You may lack and doubt and fear, but the perfect love of God casts away our fear and doubt.

Where you sit, your cup runneth over.

You have no lack.

There is glory in the midst of tribulation.

That’s what Joseph learned.

And Job. And the disciples.

And now you—you have glory in the midst of tribulation.

St. Paul says it this way: “We rejoice in our sufferings, knowing that suffering produces endurance, and endurance produces character, and character produces hope, and hope does not put us to shame, because God’s love has been poured into our hearts through the Holy Spirit who has been given to us” (Romans 5:3-5) [in Holy Baptism].

Patience is not my most obvious trait.

Patience may not be your most obvious trait.

But patience is yours.

It’s a gift from God, a fruit of the Spirit that abides in the Christian.

It’s part of the good conscience that God gives His children.

A part of the clean heart that God creates in us.

You may shed tears.
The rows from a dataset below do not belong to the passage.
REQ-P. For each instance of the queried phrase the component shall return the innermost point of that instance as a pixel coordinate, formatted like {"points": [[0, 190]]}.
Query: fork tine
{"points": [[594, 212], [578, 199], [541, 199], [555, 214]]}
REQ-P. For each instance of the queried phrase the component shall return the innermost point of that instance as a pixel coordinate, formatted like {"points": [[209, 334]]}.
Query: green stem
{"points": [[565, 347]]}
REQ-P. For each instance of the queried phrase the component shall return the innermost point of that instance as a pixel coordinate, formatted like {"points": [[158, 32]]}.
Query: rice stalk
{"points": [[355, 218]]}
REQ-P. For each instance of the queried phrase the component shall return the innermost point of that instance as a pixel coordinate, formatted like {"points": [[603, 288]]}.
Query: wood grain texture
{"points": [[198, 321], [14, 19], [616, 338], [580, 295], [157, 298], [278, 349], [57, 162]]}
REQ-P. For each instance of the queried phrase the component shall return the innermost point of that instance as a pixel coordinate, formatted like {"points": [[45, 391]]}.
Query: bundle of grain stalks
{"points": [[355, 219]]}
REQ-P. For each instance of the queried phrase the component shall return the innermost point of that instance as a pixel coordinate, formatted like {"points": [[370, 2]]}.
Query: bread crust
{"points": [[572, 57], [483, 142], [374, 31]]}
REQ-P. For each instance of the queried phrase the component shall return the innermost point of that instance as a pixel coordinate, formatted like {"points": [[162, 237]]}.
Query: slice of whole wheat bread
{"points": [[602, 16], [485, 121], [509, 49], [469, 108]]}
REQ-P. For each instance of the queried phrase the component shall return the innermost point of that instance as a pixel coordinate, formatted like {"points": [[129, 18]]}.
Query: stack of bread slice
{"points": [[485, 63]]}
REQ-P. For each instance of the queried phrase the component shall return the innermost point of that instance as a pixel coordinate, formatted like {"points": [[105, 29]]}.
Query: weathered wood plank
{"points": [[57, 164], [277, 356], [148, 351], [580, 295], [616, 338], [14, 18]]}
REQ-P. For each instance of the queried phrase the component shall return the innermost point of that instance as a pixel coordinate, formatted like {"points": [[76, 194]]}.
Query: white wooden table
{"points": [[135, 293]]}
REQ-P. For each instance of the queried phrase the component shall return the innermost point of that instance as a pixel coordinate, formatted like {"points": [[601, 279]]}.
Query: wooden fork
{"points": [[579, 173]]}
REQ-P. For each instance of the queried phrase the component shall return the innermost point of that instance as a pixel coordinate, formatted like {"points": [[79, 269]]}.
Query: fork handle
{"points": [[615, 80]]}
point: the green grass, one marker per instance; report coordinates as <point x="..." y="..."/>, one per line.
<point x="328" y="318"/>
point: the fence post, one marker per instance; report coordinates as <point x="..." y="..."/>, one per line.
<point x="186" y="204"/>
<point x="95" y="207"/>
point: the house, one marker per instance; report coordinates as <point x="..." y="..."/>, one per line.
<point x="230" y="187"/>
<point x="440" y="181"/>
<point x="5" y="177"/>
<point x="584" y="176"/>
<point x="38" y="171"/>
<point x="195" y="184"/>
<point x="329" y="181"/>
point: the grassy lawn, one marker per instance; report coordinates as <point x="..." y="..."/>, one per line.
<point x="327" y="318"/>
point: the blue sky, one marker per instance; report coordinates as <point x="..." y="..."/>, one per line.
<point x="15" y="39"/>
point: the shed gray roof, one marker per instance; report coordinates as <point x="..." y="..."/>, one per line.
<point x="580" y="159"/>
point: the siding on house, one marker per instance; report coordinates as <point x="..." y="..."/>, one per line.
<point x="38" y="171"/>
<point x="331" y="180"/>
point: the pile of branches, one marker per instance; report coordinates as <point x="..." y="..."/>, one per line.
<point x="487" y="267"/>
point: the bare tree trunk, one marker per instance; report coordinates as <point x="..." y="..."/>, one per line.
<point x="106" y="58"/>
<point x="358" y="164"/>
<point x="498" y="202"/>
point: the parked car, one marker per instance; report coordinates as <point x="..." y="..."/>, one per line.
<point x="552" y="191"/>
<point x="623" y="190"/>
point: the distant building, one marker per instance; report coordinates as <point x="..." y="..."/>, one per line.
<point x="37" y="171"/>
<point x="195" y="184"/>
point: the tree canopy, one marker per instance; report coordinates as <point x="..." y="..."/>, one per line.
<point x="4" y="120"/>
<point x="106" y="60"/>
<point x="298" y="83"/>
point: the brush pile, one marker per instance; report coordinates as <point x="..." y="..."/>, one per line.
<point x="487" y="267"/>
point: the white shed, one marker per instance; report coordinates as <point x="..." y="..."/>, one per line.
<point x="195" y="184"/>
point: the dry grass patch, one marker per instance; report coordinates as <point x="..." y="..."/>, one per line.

You will.

And you will endure.

And with wisdom born from above you’ve come to this day, to see Jesus, as Simeon did, to receive God’s grace in His Word and Sacraments, to be strengthened and encouraged until the day you are relieved of these burdens, that glorious day when every tear is wiped away, and the good work begun in you in your Baptism is completed.

“Even youths grow tired and weary. And young men stumble and fall. But those who wait on the Lord will renew their strength. They will soar on wings like eagles. They will run and not grow weary. They will walk and not be faint” (Isaiah 40:30-31, NIV).

Those were my confirmation verses.

They were picked for me by the vacancy pastor who confirmed me because he knew I liked to build planes and that verse has the word “wings” in it.

But I’ve learned—and I hope you have, too—to wait on the Lord and His promises.

What Jesus says is true: “You have sorrow now, but I will see you again, and your hearts will rejoice, and no one will take your joy from you” (John 16:21).

Come, Lord Jesus.

In Jesus’ name, Amen!

Easter 4 (Jubilate), 2018
John 16:16-22
Rev. Benjamin Tyler Holt

This sermon is based upon one preached by Rev. David Petersen, pastor of Redeemer Lutheran Church in Fort Wayne, Indiana.